Obviously as an outsider I don't know the specifics, but if the team overall
felt their manager was unilaterally instituting bad policies and further felt
intimidated and unable to speak freely about it in front of the manager (as
mentioned in some of the comments further down), then the manager probably
should be fired.

Being a manager means you work _for_ your direct reports, and facilitate their
ability to do their job, while intermediating with other internal stakeholders
in a way that protects your team. Unilaterally walking in and saying, "I know
y'all do great with your preferred Waterfall approach, but fuck you, here's
Scrum" is outrageous. Being a manager does not confer that sort of unilateral
dictator behavior to you.

Separately, the Scrum master probably should also be fired for not first
trying to transition the conversation of that retro meeting into a feedback
meeting, and asking people to think of it more like, "how can we give feedback
to the manager, and how can we customize and tailor fit something in Scrum to
make you guys happy?" ... and then go talk to the manager privately about it
before having meetings with the team that are ostensibly about team policy.

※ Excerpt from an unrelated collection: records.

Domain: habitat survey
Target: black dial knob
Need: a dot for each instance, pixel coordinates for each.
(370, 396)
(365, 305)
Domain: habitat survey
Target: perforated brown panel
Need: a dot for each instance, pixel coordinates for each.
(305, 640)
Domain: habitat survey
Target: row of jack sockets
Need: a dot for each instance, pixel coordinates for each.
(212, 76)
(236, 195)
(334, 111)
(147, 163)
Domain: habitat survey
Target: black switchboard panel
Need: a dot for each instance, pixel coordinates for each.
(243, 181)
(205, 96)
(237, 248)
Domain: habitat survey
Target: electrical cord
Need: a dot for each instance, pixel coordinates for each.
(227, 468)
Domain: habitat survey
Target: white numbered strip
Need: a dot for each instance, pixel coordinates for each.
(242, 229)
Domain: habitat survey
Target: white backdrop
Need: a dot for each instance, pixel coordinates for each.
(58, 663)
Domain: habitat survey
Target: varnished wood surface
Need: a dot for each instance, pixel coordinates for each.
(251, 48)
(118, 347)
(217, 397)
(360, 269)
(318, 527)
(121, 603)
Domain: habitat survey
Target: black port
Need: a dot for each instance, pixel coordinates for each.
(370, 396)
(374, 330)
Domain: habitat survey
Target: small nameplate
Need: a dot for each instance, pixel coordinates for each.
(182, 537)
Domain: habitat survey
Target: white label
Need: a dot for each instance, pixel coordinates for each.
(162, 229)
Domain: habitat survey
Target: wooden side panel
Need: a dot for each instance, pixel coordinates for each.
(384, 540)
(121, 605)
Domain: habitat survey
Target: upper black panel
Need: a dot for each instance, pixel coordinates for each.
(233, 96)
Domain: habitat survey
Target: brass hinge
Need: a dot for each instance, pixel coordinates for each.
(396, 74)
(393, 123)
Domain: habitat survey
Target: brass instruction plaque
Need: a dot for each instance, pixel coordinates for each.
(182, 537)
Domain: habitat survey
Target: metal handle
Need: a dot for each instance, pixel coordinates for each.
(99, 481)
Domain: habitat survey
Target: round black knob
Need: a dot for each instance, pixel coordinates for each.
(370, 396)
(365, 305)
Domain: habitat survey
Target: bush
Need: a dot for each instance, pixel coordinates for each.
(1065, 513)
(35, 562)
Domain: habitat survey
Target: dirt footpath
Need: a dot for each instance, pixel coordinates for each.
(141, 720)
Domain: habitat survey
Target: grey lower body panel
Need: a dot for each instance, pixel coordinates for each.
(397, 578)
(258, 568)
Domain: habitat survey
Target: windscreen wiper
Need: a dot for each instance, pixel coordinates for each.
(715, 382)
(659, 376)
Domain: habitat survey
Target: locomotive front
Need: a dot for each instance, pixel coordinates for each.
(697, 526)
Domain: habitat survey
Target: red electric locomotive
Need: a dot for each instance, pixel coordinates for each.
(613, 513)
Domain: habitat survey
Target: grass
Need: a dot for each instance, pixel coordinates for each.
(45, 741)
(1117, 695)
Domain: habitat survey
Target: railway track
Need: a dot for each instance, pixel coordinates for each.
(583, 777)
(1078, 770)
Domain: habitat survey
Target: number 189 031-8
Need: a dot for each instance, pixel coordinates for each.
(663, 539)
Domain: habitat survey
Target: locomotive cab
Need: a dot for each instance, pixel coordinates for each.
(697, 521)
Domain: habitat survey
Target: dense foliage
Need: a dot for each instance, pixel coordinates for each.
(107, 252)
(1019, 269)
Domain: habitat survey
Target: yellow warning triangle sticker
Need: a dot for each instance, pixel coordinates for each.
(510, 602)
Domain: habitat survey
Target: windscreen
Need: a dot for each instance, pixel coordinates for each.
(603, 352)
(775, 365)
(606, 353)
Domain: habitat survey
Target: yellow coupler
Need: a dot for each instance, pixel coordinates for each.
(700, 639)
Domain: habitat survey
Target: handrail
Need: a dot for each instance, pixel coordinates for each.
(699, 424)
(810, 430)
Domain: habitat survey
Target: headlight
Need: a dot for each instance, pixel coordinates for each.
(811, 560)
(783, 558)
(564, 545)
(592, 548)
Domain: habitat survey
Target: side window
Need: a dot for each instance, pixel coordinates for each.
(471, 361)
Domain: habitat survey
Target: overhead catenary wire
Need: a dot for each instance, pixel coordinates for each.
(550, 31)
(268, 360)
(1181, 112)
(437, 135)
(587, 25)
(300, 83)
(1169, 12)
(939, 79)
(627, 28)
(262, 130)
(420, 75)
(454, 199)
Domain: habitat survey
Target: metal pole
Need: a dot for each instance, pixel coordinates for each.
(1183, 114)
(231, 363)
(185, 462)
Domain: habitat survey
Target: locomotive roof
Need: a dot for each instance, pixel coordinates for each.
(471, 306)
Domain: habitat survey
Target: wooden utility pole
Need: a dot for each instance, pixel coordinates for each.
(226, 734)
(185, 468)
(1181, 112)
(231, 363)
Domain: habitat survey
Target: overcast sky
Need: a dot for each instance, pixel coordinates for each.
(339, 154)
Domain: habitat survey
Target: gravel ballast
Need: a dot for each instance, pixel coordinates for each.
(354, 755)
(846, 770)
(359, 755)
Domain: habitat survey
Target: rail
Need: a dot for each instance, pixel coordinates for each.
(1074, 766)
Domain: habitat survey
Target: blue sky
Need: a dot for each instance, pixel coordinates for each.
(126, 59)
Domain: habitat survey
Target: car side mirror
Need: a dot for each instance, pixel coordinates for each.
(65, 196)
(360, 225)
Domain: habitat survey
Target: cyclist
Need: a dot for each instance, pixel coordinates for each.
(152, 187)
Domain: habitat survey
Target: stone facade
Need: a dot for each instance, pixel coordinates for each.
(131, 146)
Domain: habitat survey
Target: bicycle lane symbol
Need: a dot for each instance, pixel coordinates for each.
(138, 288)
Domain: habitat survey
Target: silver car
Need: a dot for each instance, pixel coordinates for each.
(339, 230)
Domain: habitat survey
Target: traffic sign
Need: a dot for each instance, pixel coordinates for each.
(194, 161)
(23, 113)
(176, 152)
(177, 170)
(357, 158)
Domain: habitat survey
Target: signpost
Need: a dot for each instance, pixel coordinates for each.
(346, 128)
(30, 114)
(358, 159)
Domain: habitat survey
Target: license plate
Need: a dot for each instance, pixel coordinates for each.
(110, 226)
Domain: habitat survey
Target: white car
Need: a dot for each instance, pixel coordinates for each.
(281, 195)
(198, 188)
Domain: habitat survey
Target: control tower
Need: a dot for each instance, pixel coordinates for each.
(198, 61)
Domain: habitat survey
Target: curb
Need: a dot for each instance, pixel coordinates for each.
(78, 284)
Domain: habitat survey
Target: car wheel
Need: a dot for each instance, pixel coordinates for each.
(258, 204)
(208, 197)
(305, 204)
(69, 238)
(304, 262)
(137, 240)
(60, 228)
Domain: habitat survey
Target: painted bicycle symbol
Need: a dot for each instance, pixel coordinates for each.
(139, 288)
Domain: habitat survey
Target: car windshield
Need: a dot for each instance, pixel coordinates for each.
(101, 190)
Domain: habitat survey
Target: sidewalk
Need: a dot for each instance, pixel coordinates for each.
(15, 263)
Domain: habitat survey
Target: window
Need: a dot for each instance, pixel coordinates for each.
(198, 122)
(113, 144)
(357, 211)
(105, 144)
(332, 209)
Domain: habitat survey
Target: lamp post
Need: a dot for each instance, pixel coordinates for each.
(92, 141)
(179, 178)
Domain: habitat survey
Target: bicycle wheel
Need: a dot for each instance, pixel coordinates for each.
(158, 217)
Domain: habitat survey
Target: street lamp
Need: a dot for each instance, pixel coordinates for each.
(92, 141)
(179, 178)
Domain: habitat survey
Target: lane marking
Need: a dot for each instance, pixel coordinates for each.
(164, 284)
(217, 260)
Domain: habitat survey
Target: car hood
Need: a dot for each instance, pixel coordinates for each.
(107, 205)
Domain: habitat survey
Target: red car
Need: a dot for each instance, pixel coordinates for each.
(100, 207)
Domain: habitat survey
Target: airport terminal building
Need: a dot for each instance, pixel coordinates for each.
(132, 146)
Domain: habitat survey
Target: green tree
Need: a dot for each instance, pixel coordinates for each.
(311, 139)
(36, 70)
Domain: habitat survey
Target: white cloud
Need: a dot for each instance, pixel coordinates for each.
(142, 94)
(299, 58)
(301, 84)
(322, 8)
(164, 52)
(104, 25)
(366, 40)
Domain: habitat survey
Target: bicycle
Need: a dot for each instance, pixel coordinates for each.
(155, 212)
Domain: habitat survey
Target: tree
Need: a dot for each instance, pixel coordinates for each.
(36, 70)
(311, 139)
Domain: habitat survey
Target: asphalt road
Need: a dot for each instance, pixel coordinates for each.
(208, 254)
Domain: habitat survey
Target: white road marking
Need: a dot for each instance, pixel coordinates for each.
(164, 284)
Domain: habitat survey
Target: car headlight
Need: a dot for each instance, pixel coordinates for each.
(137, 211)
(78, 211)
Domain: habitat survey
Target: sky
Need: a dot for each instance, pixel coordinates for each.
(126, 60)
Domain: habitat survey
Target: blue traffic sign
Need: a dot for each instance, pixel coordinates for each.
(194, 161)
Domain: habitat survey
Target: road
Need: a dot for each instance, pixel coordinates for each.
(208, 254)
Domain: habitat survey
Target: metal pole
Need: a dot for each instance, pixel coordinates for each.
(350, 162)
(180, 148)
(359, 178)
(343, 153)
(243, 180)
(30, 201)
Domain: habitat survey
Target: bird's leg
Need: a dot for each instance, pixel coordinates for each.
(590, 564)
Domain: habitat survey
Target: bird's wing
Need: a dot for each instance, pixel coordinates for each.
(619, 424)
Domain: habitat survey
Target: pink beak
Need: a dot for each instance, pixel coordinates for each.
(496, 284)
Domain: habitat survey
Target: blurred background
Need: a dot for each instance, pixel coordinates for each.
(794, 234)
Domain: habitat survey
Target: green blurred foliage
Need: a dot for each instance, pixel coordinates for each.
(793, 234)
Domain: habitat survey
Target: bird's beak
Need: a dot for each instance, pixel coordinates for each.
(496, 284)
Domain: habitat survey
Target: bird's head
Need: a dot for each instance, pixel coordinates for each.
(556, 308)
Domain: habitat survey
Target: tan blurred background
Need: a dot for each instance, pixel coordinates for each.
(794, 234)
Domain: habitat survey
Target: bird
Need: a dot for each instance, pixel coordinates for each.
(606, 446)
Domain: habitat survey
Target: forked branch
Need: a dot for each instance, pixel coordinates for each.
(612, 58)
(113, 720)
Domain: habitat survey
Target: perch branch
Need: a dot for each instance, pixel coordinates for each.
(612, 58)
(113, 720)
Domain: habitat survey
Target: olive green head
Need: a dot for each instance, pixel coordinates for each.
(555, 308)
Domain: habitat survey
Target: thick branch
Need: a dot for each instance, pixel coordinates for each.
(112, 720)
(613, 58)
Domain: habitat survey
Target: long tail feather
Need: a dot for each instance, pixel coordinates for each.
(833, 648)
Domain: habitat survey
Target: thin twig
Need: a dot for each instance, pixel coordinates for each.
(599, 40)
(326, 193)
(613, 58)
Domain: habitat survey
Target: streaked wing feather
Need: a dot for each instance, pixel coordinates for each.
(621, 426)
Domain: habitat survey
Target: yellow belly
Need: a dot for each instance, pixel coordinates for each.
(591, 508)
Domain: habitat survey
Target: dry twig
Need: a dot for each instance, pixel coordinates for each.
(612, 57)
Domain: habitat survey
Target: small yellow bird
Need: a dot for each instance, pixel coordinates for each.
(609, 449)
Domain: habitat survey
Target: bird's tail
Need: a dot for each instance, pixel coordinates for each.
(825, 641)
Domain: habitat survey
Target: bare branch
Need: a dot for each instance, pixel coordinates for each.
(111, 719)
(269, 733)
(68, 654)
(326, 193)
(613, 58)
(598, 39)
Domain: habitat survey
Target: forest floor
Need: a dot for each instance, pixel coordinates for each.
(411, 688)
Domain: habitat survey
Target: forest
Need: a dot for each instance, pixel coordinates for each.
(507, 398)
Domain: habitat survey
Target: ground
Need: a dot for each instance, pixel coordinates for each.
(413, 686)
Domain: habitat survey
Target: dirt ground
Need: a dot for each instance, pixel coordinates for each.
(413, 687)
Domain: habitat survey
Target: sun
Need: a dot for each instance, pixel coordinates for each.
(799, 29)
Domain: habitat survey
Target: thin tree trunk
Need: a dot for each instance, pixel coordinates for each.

In the best teams I've worked on, we would have team policy meetings and
mutually come up with our working agreement about the behavior, attitude, and
workflows we expected from ourselves and each other, and we would produce
documentation (usually in some version control system, preferably with 'code
review' for the team to weigh in on any proposals for policy changes). Treat
people like grown ups.

If these people are pulling such a mutiny, there is probably good reason.